Roma 8:12-25 adalah lanjutan dari perikop sebelumnya di mana Paulus kembali menekankan, bahwa kuasa kebangkitan Yesus Kristus disediakan bagi kita melalui Roh Allah yang diam di dalam kita. Bagian ini dibagi dalam dua perikop besar yakni ayat 12-17 yang menguraikan tentang peran Roh Kudus yang telah memerdekakan kita, sehingga kita layak disebut anak-anak Allah. Sedangkan ayat 18 menguraikan pengharapan dari anak-anak Allah bahwa dengan pengharapanlah orang-orang percaya tetap teguh dan kuat bertahan dalam berbagai tekanan yang dihadapi atau dialami.

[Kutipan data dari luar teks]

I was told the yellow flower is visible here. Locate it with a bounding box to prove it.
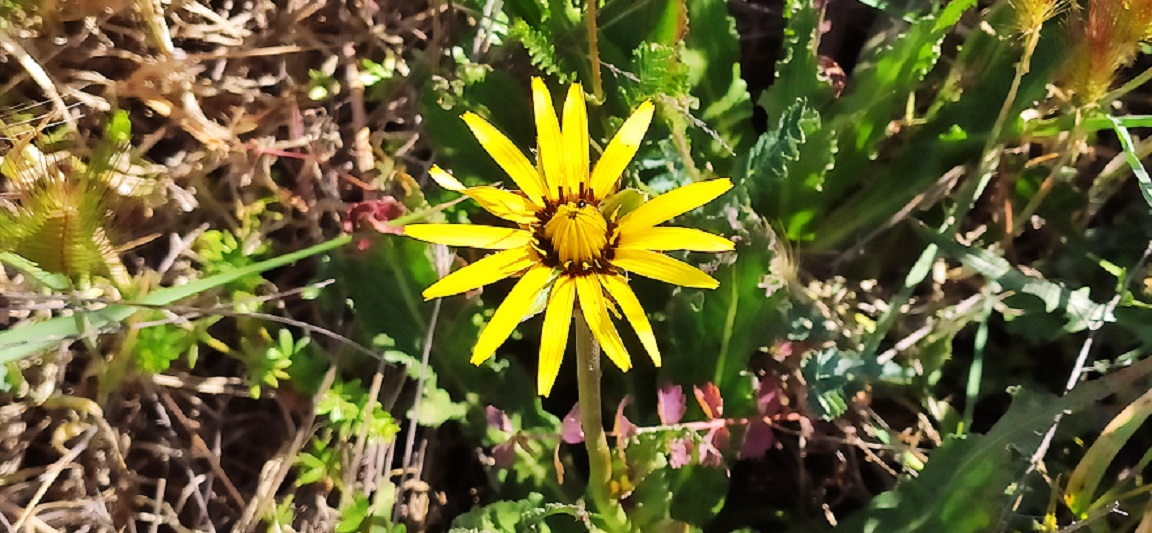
[404,78,733,396]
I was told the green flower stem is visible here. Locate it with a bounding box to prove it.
[584,0,604,102]
[574,311,630,531]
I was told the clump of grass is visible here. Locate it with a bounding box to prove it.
[0,110,130,287]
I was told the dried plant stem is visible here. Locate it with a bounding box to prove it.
[574,311,628,531]
[584,0,604,101]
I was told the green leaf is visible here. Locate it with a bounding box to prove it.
[744,98,820,186]
[802,348,850,420]
[449,493,586,533]
[1108,115,1152,211]
[838,0,976,161]
[0,235,351,364]
[835,358,1152,533]
[0,252,71,291]
[758,0,833,122]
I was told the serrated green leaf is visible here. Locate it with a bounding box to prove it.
[931,236,1116,333]
[758,0,833,122]
[745,98,820,186]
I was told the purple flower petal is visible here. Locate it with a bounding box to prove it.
[486,405,511,433]
[560,404,584,444]
[655,383,688,426]
[692,381,723,420]
[492,439,516,470]
[612,394,636,442]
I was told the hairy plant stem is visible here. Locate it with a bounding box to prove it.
[584,0,604,102]
[574,311,630,531]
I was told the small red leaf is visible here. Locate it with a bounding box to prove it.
[492,439,516,470]
[692,381,723,420]
[485,405,511,433]
[668,436,694,469]
[655,383,688,426]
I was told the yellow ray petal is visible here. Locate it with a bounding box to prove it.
[536,276,576,396]
[532,77,563,200]
[462,186,540,224]
[619,227,733,252]
[611,250,720,289]
[620,177,732,234]
[591,100,653,199]
[563,83,589,196]
[429,165,467,192]
[404,224,532,250]
[575,272,632,372]
[463,113,546,205]
[423,246,537,300]
[599,275,660,366]
[471,266,552,365]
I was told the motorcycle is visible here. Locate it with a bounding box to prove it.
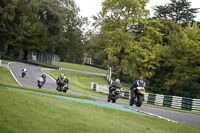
[57,81,69,93]
[108,88,121,103]
[22,72,26,78]
[129,87,145,107]
[38,81,43,89]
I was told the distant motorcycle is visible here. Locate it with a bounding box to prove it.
[22,72,26,78]
[108,88,121,103]
[57,80,69,93]
[38,81,44,89]
[129,87,145,107]
[42,74,46,84]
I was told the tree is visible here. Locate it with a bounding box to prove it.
[101,0,148,78]
[151,23,200,98]
[154,0,199,26]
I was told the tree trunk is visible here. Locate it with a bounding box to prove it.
[23,49,28,60]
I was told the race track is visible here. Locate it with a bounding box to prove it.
[9,63,200,127]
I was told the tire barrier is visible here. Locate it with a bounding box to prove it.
[91,83,200,112]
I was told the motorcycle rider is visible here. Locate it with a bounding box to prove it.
[41,74,46,83]
[109,79,121,95]
[64,76,69,84]
[56,73,65,90]
[131,76,146,90]
[130,76,146,96]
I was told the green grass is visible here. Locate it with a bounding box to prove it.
[59,62,108,74]
[44,70,200,115]
[0,87,200,133]
[0,67,93,100]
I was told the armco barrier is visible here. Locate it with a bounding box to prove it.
[91,83,200,112]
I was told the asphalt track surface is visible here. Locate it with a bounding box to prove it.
[9,63,200,127]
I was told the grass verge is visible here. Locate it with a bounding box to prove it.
[0,87,200,133]
[0,67,93,100]
[44,70,200,115]
[59,62,108,74]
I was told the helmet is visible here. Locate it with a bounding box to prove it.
[115,79,120,82]
[138,76,143,80]
[41,74,46,78]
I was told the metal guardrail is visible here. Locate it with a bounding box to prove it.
[91,83,200,112]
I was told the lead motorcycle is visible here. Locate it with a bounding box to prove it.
[108,88,121,103]
[129,87,145,107]
[57,80,69,93]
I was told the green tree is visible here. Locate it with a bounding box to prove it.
[153,23,200,98]
[154,0,199,26]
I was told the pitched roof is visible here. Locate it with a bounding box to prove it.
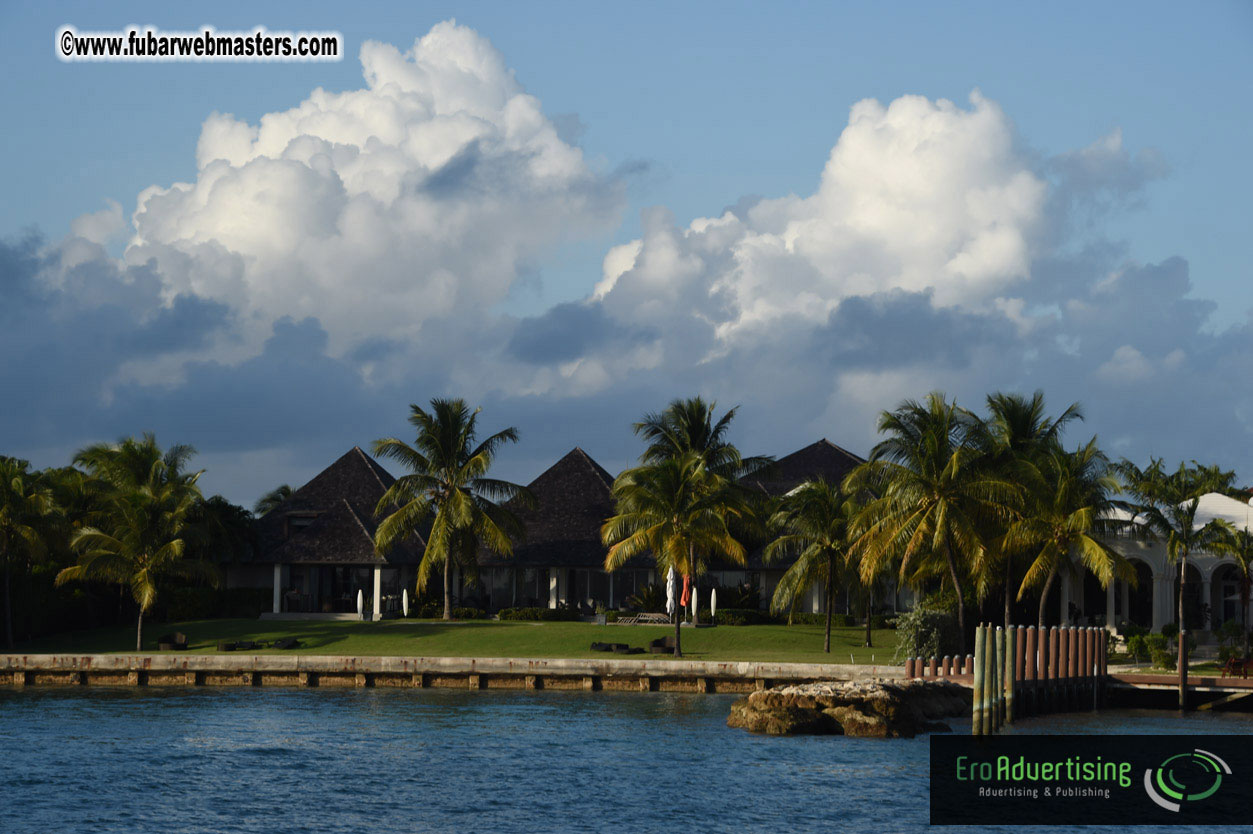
[479,447,614,567]
[742,437,866,496]
[256,446,425,565]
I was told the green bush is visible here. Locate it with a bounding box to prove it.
[154,587,274,622]
[1144,629,1177,671]
[716,609,774,625]
[896,607,959,661]
[497,607,578,622]
[1126,634,1152,664]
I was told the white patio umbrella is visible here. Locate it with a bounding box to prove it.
[665,567,678,616]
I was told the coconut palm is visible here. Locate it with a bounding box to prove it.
[252,483,292,518]
[764,480,871,652]
[971,391,1084,629]
[633,397,773,614]
[634,397,772,481]
[600,452,748,656]
[1115,458,1234,710]
[1209,525,1253,659]
[845,392,1022,654]
[373,398,534,620]
[56,435,218,651]
[1005,437,1136,629]
[0,457,55,649]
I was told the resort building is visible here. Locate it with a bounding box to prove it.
[1056,492,1253,631]
[233,446,424,620]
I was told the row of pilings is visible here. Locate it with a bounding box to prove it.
[905,624,1108,735]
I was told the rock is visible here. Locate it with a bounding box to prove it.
[727,680,971,739]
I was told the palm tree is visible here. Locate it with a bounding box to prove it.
[252,483,292,518]
[634,397,773,481]
[845,392,1021,654]
[1209,525,1253,659]
[1005,437,1136,629]
[633,397,774,621]
[0,457,54,649]
[600,452,747,656]
[56,435,218,651]
[972,391,1084,629]
[373,398,534,620]
[764,480,871,652]
[1115,458,1234,710]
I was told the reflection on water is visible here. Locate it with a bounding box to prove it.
[0,689,1253,834]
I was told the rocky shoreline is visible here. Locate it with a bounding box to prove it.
[727,680,971,739]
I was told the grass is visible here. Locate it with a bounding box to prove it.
[19,620,896,665]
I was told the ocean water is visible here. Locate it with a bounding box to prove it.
[0,687,1253,834]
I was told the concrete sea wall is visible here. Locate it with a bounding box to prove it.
[0,652,905,692]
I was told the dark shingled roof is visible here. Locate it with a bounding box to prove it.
[479,447,614,567]
[731,437,866,571]
[743,437,866,496]
[256,446,425,565]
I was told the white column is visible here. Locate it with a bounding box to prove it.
[274,562,283,614]
[1200,576,1214,631]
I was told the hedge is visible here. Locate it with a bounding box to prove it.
[497,607,579,622]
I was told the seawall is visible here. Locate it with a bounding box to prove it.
[0,652,905,694]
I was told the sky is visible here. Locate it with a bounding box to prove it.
[0,1,1253,503]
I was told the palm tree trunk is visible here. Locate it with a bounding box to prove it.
[866,589,875,649]
[674,600,683,657]
[1035,565,1058,629]
[444,556,452,620]
[944,545,966,657]
[822,553,836,655]
[1179,551,1188,711]
[1005,553,1014,634]
[1240,576,1250,660]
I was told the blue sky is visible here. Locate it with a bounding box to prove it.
[0,1,1253,500]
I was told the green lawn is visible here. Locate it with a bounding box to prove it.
[19,620,896,665]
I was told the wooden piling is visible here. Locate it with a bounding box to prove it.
[1024,626,1040,714]
[970,626,987,735]
[1001,626,1017,724]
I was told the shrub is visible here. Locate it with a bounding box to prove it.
[896,607,957,661]
[1126,634,1150,664]
[716,582,762,611]
[702,607,773,625]
[1144,634,1177,671]
[497,607,581,622]
[624,585,665,614]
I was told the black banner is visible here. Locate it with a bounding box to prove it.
[931,735,1253,825]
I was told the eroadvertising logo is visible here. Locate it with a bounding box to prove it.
[931,735,1253,825]
[1144,748,1232,813]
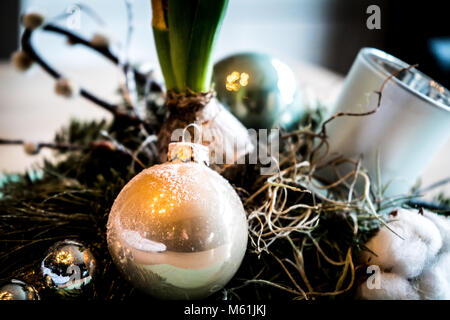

Matius 13:36-43 merupakan sebuah perumpamaan yang dikemukakan Yesus untuk menjelaskan maksud-Nya. Sama seperti perumpamaan sebelumnya, kali ini Yesus mengangkat perumpamaan dari konteks dan kondisi yang riil dari para pendengar-Nya, yaitu lalang di antara gandum. Permintaan murid-murid kepada Yesus "Jelaskanlah kepada kami perumpamaan tentang lalang di ladang itu "(lay. 36), mengisyaratkan bahwa mereka mengaku kalau mereka tidak tahu, dan mereka mengatakannya tanpa malu-malu. Mungkin saja mereka memahami perumpamaan itu secara umum, tetapi mereka ingin mengertinya secara lebih khusus, dan ingin memastikan bahwa pengertian mereka itu sudah benar. Dalam ayat 37-39, Yesus menjelaskan maksud perumpamaan-Nya. Penabur adalah Anak Manusia, ladang adalah dunia, benih yang baik adalah anak-anak Kerajaan, lalang adalah anak-anak si jahat, musuh yang menaburkan benih lalang adalah iblis, waktu menuai adalah akhir zaman dan para penuai adalah malaikat. Pada waktu panen-lah nantinya, baru lalang dikumpulkan dan dicampakkan ke dalam api. Dalam ayat 43a Yesus memberi jaminan, bahwa orang-orang benar (anak-anak Kerajaan) akan bercahaya seperti matahari dalam kerajaan Allah.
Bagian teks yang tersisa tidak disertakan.